Interviewer: Can you defend against this? Is there a defense that exists that could help a person in this situation?
Jeanne: No, and very unfortunately, it will irreparably harm your chances of becoming a naturalized citizen. It is very sad for clients to learn this.
The Technologic Advances in Record Keeping and the Improved Methods of Uncovering Information Hurts Many People When They Apply for Citizenship
I cannot overstress how this is viewed as a really big issue. For example, with that woman who works for me, she’s been a permanent resident so long, she was unaware she was still subject to immigration laws.
Permanent Residents Must Notify the Government Every Time They Relocate
It’s bad enough when you know you’re different than everybody else, and you know you’ve got to play by a different set of rules but you are probably not aware of all those rules. Everybody who’s a permanent resident has to notify the government every single time they move. A large number of people aren’t doing that.
Everybody’s life is full of bumps they have experienced along the way. I don’t care if it’s because your neighbor called the cops because you were yelling at your girlfriend, even though nothing ever came from it. It’s somewhere on some police blotter. Someone had to go to your residence for a domestic dispute.

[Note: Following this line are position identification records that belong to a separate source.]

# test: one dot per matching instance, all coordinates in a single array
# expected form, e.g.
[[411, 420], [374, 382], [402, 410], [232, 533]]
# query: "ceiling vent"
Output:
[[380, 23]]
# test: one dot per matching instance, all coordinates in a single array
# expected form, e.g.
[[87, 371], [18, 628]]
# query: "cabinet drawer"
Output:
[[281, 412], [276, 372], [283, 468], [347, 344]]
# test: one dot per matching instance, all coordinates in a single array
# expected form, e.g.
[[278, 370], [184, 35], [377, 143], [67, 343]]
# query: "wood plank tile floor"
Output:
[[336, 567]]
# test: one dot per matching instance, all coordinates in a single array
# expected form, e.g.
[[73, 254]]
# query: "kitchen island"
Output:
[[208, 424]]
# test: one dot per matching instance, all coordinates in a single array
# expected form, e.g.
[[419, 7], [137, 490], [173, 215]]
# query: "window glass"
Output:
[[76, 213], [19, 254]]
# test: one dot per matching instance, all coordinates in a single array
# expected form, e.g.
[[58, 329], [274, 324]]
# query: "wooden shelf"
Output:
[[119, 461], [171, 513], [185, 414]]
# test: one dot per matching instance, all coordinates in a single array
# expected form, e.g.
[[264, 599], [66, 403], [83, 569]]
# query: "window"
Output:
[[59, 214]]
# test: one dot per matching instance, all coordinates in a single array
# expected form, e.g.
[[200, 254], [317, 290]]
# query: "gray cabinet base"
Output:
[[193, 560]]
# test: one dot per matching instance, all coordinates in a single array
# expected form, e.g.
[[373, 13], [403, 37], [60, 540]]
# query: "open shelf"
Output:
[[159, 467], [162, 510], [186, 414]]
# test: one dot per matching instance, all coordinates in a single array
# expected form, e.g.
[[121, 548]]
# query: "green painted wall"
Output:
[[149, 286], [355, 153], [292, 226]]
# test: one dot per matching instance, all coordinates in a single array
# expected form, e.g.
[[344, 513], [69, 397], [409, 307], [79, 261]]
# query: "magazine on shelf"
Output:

That information starts to paint a picture about people. The more the government keeps records on people, not only the more details about their past come to light but also the more sometimes false or erroneous assumptions will be made. For example, you probably do an awful lot of Internet searches?
Interviewer: Yes and the government can track that, is that right?
Jeanne: What if somebody’s tracking all that? “Look, why is he so interested in DUIs? How many DUIs does he have?” You see how simple information can be turned against you. At least if you’re a US citizen, you can stand your ground and say, “I have rights. You have to prove it.”